Emily Clark feels personally attached to a pioneering Chicago real estate developer named Samuel E. Gross. So she bristled at the suggestion that the sign inside the Chicago Historical Society exhibit about him could call him “the Donald Trump of the 1890s.”

“That would be too demeaning,” Clark said. Cocurator of the Gross exhibit, she read hundreds of letters from Gorss to family members and none made more than passing reference to his business career, though it included the sale of some 20 subdivisions, 10,000 houses and 40,000 lots. Clark concluded that the business of making money was far from Gross’s only concern.

The rediscovery of this forgotten Chicago business leader began in 1987, when the Historical Society paid an Evanston bookstore $700 for a collection of Gross’s photographs, catalogs, pamphlets and private letters. Bookworks owner Kenan Heise had bought the collection from someone who had gotten it directly from Gross’s descendants.

Among the first people to take a close look at this acquisition were two newly hired Historical Society reference librarians–Clark and Patrick Ashley. Talk of curating their first exhibit led to a proposal and eventually the Society’s approval of their offer to spend their days off, as Clark puts it, being “engrossed by Gross.”

They learned that the western Illinois native served in the Civil War, then came to Chicago to attend law school, graduating in 1866. A sideline in real estate became Gross’s main line in the 1880s, when technological improvements like indoor plumbing and the mass production of such items as moldings and doors allowed for large enough profit margins to launch an industry in mass house building. Gtross founded the subdivision in Chicago, his stamp appearing from New City to suburban Brookfield (then called Grossdale) to Lakeview. The historic Alta Vista Terrace row houses stand as elegant testimony to his legacy.

The real estate business hasn’t changed much, Ashley discovered, while reading the real estate press that came into its own after the Great Fire. Subdividing strategies and promotional appeals were exuberant even then. Gross’s renowned sales techniques featured day-long tours–including picnics–for prospective buyers.

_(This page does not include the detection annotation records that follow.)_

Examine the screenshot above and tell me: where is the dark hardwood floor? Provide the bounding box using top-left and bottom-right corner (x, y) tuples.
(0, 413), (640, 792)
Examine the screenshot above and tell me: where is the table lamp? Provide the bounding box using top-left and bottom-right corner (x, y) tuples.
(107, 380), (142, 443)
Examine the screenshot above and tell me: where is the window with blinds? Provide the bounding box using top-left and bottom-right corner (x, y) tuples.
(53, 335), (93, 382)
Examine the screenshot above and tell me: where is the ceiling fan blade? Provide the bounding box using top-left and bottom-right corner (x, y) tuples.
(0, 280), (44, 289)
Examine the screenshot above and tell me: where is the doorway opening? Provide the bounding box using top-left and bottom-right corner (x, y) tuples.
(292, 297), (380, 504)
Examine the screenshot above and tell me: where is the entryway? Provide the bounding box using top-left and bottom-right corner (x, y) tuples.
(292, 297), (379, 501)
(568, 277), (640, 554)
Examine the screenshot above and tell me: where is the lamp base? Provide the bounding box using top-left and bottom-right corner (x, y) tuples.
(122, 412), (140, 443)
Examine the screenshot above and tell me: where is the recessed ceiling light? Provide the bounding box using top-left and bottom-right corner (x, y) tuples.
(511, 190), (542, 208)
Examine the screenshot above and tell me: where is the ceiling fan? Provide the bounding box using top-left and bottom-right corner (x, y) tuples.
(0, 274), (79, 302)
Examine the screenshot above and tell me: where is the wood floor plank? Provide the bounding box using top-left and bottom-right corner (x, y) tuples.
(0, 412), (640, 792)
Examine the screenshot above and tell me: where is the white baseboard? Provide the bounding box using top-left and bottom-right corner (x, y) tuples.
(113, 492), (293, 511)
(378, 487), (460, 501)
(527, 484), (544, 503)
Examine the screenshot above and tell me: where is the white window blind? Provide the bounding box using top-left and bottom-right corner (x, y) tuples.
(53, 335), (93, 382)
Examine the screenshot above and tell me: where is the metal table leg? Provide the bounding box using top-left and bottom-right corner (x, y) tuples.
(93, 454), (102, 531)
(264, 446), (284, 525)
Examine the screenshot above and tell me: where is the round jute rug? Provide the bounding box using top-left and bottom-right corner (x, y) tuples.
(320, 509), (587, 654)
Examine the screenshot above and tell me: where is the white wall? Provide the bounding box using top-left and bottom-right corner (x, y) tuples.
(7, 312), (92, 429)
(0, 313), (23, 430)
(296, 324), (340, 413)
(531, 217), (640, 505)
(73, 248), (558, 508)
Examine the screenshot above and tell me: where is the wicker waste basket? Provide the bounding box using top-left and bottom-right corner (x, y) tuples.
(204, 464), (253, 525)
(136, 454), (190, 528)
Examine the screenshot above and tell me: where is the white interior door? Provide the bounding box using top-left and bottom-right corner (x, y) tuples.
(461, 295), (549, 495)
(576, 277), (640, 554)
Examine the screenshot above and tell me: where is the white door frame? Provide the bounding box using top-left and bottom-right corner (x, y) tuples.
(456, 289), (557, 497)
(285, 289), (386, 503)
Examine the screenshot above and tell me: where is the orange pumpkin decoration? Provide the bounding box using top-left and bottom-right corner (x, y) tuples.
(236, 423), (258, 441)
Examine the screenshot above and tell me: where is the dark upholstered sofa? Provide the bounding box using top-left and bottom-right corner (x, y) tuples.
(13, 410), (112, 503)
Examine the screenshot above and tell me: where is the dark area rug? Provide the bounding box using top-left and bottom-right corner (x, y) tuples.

Gross also learned to exploit the press, knowing that notoriety of any kind could help boost sales. During the 1873 depression he turned to play writing, and his work The Merchant Prince of Cornville appeared on the London stage in 1896. When a similar French play–called Cyrano de Bergerac–was staged shortly thereafter, Gross’s cry of plagiarism was heard round the world. He didn’t want the courts to impede the production; he just wanted some recognition. As such, he asked for and was awarded one dollar in damages.

Then as now, the developer couldn’t escape the vicissitudes of the market. Gross’s estate was valued at $5 million in the booming 1890s. But by 1909 he had bought more land than he could sell and his net worth had shrunk to $150,000.